Forum Moderators: open
When did I state any of the above, use the word spam, and say google should not index sites that are large? Whew!
This thread started on PR vs Crawl.
I "am" saying that higher PR sites should be crawled first/deeper.
I "am" saying that if I dump news, public records, one paragraph of words taken from somewhere and call them a page, and any other information that is freely available elsewhere into a database, "yes" it is useful information - but "no" I should not be given special attention since I have made 100K pages of information that is available everywhere.
And "no" I do "not" believe Google should crawl my entire site if I do a data dump into my web.
Should google crawl every page of sites that use the DMOZ data dump?
Wouldn't that be kind of stupid of Google to replicate data over and over again?
I am "not" saying that because a site uses data found elsewhere it is useless information - I am saying Googles algo "should" recognize this for what it is.

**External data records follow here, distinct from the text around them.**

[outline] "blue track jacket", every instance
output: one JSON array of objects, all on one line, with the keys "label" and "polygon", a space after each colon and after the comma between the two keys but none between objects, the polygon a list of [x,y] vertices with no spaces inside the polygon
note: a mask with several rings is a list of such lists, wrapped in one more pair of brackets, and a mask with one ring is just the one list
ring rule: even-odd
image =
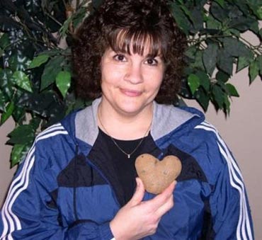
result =
[{"label": "blue track jacket", "polygon": [[[123,199],[100,142],[100,101],[36,137],[1,209],[0,239],[113,239],[109,222]],[[173,207],[144,239],[254,239],[239,168],[200,112],[154,103],[149,142],[144,153],[177,156],[182,172]]]}]

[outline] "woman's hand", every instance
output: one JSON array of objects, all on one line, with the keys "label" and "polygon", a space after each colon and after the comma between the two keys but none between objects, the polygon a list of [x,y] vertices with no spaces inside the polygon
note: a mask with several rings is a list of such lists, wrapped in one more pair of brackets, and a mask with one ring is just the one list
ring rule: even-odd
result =
[{"label": "woman's hand", "polygon": [[139,239],[154,234],[161,217],[173,206],[174,182],[153,199],[142,202],[144,187],[141,179],[137,178],[136,181],[134,195],[110,223],[117,240]]}]

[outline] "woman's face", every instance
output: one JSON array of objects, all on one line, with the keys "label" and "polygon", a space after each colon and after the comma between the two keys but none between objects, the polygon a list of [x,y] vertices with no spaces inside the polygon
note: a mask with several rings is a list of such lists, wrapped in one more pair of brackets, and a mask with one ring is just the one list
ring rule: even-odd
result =
[{"label": "woman's face", "polygon": [[[102,103],[118,113],[135,115],[150,108],[164,76],[159,56],[115,52],[108,49],[101,59]],[[108,108],[107,108],[109,110]]]}]

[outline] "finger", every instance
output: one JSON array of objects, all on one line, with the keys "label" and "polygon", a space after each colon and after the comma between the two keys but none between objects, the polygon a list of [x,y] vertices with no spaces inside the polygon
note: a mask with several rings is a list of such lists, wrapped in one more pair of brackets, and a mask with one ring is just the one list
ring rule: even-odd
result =
[{"label": "finger", "polygon": [[142,180],[139,178],[136,178],[135,181],[137,182],[137,188],[131,200],[127,203],[128,205],[131,205],[132,206],[135,206],[140,203],[143,200],[144,195],[144,186]]},{"label": "finger", "polygon": [[173,195],[176,183],[176,181],[172,182],[161,193],[147,201],[147,204],[151,205],[153,211],[156,211],[169,200],[171,196]]},{"label": "finger", "polygon": [[169,199],[156,211],[156,214],[157,215],[158,217],[161,218],[173,207],[173,195],[172,194],[172,195],[170,196]]}]

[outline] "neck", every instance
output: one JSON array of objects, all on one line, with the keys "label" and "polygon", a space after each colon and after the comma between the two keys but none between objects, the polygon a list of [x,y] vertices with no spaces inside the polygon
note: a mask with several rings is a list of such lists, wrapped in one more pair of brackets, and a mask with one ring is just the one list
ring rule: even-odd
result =
[{"label": "neck", "polygon": [[137,115],[122,115],[101,103],[98,111],[99,127],[111,137],[122,140],[139,139],[147,135],[153,115],[153,104]]}]

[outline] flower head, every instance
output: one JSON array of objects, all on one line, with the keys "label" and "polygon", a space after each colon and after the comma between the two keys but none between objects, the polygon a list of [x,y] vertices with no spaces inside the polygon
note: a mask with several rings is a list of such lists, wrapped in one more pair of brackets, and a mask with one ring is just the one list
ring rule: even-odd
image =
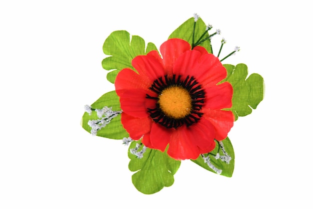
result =
[{"label": "flower head", "polygon": [[85,112],[88,113],[89,115],[92,115],[92,110],[91,106],[86,105],[84,106]]},{"label": "flower head", "polygon": [[121,71],[115,86],[122,123],[135,140],[176,159],[196,159],[224,139],[233,125],[232,87],[218,59],[202,47],[170,39],[132,61],[136,72]]},{"label": "flower head", "polygon": [[208,26],[206,27],[206,31],[210,31],[212,29],[212,25],[210,24],[208,24]]}]

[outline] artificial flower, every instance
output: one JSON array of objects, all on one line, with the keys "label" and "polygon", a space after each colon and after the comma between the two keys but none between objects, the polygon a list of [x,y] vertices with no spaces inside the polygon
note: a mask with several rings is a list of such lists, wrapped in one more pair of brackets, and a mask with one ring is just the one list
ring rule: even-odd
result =
[{"label": "artificial flower", "polygon": [[232,127],[232,87],[220,83],[227,75],[218,58],[203,47],[192,49],[180,39],[132,61],[136,72],[124,69],[116,91],[121,121],[134,140],[176,160],[196,159],[212,151]]}]

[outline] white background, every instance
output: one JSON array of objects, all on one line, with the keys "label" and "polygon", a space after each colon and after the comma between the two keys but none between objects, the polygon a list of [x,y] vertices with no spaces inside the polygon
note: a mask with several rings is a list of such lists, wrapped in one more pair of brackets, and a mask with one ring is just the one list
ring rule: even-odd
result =
[{"label": "white background", "polygon": [[[0,208],[312,208],[309,1],[7,2],[0,4]],[[265,97],[230,133],[232,178],[184,161],[173,185],[144,195],[132,184],[127,147],[80,127],[84,106],[114,89],[101,66],[112,32],[158,48],[194,13],[222,30],[214,41],[228,41],[223,55],[240,47],[223,63],[260,74]]]}]

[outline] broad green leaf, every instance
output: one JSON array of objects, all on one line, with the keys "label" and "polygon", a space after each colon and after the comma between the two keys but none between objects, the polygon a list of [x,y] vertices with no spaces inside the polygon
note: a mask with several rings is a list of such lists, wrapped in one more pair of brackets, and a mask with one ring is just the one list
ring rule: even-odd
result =
[{"label": "broad green leaf", "polygon": [[[112,110],[120,111],[120,98],[115,91],[104,94],[91,105],[94,109],[102,109],[104,107],[112,107]],[[82,119],[82,126],[86,131],[90,133],[91,127],[88,125],[90,120],[96,120],[98,118],[96,111],[92,111],[92,115],[85,112]],[[98,131],[97,136],[114,139],[122,139],[129,136],[123,128],[120,122],[120,114],[113,118],[110,123]]]},{"label": "broad green leaf", "polygon": [[171,186],[180,161],[170,157],[166,150],[162,152],[149,148],[144,153],[144,157],[138,159],[130,152],[130,149],[135,147],[137,143],[140,143],[140,141],[132,142],[128,154],[130,159],[130,170],[137,171],[132,176],[136,188],[144,194],[150,194],[159,191],[164,186]]},{"label": "broad green leaf", "polygon": [[227,77],[222,82],[228,81],[232,86],[232,106],[227,110],[231,110],[235,116],[245,116],[252,112],[252,108],[256,108],[264,96],[263,78],[254,73],[246,78],[248,68],[244,64],[238,64],[236,67],[226,64],[223,66],[227,71]]},{"label": "broad green leaf", "polygon": [[[178,38],[183,39],[187,41],[190,46],[192,44],[192,32],[194,30],[194,19],[192,18],[184,23],[176,29],[170,35],[168,39],[172,38]],[[196,24],[194,30],[194,42],[196,43],[202,35],[206,31],[206,26],[201,18],[199,18]],[[208,34],[206,33],[202,40],[208,37]],[[202,43],[200,45],[204,47],[209,53],[212,53],[212,48],[210,40],[208,40]]]},{"label": "broad green leaf", "polygon": [[[228,137],[226,137],[225,139],[222,141],[223,143],[224,148],[225,148],[225,151],[226,151],[227,153],[232,157],[232,159],[230,160],[230,163],[227,164],[226,162],[222,161],[220,159],[216,159],[213,156],[210,157],[210,161],[216,168],[222,170],[220,175],[227,177],[232,177],[232,172],[234,172],[234,148],[232,148],[232,145],[230,140]],[[220,148],[218,149],[219,146],[218,142],[216,142],[216,146],[215,148],[211,152],[211,153],[216,155],[218,153],[218,151],[220,149],[218,152],[220,155],[224,155],[224,154],[223,153],[222,149]],[[206,170],[216,173],[215,171],[214,171],[208,166],[208,165],[206,163],[204,162],[204,161],[201,155],[200,155],[196,159],[191,160]]]},{"label": "broad green leaf", "polygon": [[102,49],[104,53],[112,55],[102,61],[102,67],[106,70],[115,70],[108,74],[106,78],[114,83],[116,75],[124,68],[134,70],[132,60],[138,55],[144,55],[152,50],[158,50],[156,46],[148,43],[146,49],[144,41],[138,36],[130,36],[127,31],[116,31],[106,38]]}]

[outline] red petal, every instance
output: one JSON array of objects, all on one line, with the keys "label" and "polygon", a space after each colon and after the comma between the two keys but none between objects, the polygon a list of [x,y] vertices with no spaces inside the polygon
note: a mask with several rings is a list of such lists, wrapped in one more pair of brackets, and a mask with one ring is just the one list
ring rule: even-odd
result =
[{"label": "red petal", "polygon": [[160,52],[163,58],[166,74],[172,74],[173,66],[177,58],[190,48],[188,42],[179,39],[169,39],[161,45]]},{"label": "red petal", "polygon": [[226,77],[226,69],[217,57],[202,53],[198,50],[186,52],[178,59],[174,71],[175,73],[193,76],[202,88],[216,85]]},{"label": "red petal", "polygon": [[148,90],[152,84],[148,78],[129,69],[123,69],[118,73],[114,83],[116,94],[120,96],[130,89]]},{"label": "red petal", "polygon": [[194,143],[199,148],[200,154],[210,152],[215,148],[215,128],[212,124],[204,118],[189,127]]},{"label": "red petal", "polygon": [[148,77],[152,82],[164,75],[163,66],[152,56],[138,56],[132,59],[132,64],[140,75]]},{"label": "red petal", "polygon": [[174,129],[170,141],[168,154],[176,160],[196,159],[200,153],[192,134],[184,125]]},{"label": "red petal", "polygon": [[[192,76],[199,70],[199,59],[201,54],[196,50],[186,52],[178,57],[173,66],[173,74]],[[183,79],[184,79],[183,78]]]},{"label": "red petal", "polygon": [[152,120],[150,117],[136,118],[122,112],[122,123],[132,139],[138,140],[151,130]]},{"label": "red petal", "polygon": [[228,82],[205,89],[206,100],[203,108],[221,109],[232,107],[232,87]]},{"label": "red petal", "polygon": [[215,139],[222,140],[227,137],[228,132],[234,125],[234,117],[232,111],[202,108],[203,117],[214,126]]},{"label": "red petal", "polygon": [[156,100],[146,98],[150,93],[143,89],[126,90],[120,97],[120,107],[128,115],[138,118],[148,117],[147,108],[156,106]]},{"label": "red petal", "polygon": [[154,123],[151,128],[150,140],[152,146],[164,152],[168,146],[173,129],[166,128],[160,125]]},{"label": "red petal", "polygon": [[206,48],[202,47],[200,47],[200,46],[197,46],[196,47],[194,47],[192,50],[196,50],[198,52],[200,52],[200,53],[201,53],[202,56],[202,55],[208,54],[208,51],[206,51]]},{"label": "red petal", "polygon": [[161,57],[160,57],[160,55],[158,54],[158,53],[157,51],[152,51],[146,55],[148,56],[150,56],[154,57],[154,58],[156,58],[156,60],[158,61],[158,62],[160,63],[161,65],[163,65],[163,60],[162,60],[162,58],[161,58]]},{"label": "red petal", "polygon": [[200,64],[202,67],[196,72],[198,81],[202,85],[216,85],[226,78],[227,72],[218,58],[212,54],[203,55]]}]

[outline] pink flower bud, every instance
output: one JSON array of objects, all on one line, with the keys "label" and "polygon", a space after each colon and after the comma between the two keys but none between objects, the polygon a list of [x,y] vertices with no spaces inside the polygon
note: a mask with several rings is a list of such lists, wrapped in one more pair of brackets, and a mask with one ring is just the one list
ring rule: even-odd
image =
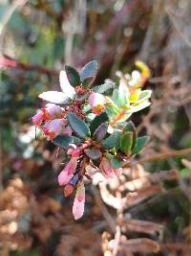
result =
[{"label": "pink flower bud", "polygon": [[44,113],[40,110],[32,118],[32,122],[35,127],[39,127],[44,120]]},{"label": "pink flower bud", "polygon": [[64,126],[65,120],[53,119],[46,128],[45,135],[48,135],[50,139],[53,139],[62,132]]},{"label": "pink flower bud", "polygon": [[85,187],[83,182],[81,182],[77,187],[73,205],[73,215],[75,221],[83,216],[84,204],[85,204]]},{"label": "pink flower bud", "polygon": [[115,176],[115,170],[106,157],[102,157],[99,168],[106,178]]},{"label": "pink flower bud", "polygon": [[70,196],[74,191],[74,185],[72,184],[66,184],[66,186],[64,187],[64,197],[68,197]]},{"label": "pink flower bud", "polygon": [[92,111],[96,115],[100,114],[101,111],[105,109],[105,98],[99,93],[93,92],[88,99],[88,103],[92,107]]},{"label": "pink flower bud", "polygon": [[117,176],[119,176],[122,174],[122,168],[114,169],[114,172]]},{"label": "pink flower bud", "polygon": [[61,118],[62,108],[54,104],[48,104],[46,108],[43,108],[45,116],[48,119]]},{"label": "pink flower bud", "polygon": [[77,157],[72,157],[70,162],[66,165],[65,169],[58,175],[58,183],[60,186],[69,183],[71,177],[73,176],[75,168],[77,166]]},{"label": "pink flower bud", "polygon": [[63,133],[66,134],[66,135],[72,135],[73,129],[71,128],[70,126],[68,126],[68,127],[65,128]]},{"label": "pink flower bud", "polygon": [[81,150],[80,148],[76,148],[76,149],[69,149],[67,153],[71,154],[73,157],[77,157],[80,155]]}]

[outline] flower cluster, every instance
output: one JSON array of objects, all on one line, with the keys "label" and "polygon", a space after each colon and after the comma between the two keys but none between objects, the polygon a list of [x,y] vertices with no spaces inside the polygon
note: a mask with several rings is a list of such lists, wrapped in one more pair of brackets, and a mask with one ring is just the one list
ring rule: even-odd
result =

One of my own sites is a directory type, do you realize how easily I could dump a lot of the DMOZ data into by useing my spider to crawl certain area's of DMOZ?
I could have almost guaranteed instant PR/success by doing so - I would rather build it up over the course of of a couple years or more and try to get some content that is available at very few if any other sites.
I don't believe in it - that is my OPINION ;)
P.S. I am not saying anyone in this threads website is a data-dump or that it should not be crawled completely by Google.
Another feature of my site is cemetery transcriptions. I have 50,000 individuals listed, each with a photo of the headstone. I also have 10,000 obituaries, 100,000 census records, 20,000 marriages, 5,000 alumni of colleges and universities, 500,000 military records, etc. etc. I also have links to 100,000 sites.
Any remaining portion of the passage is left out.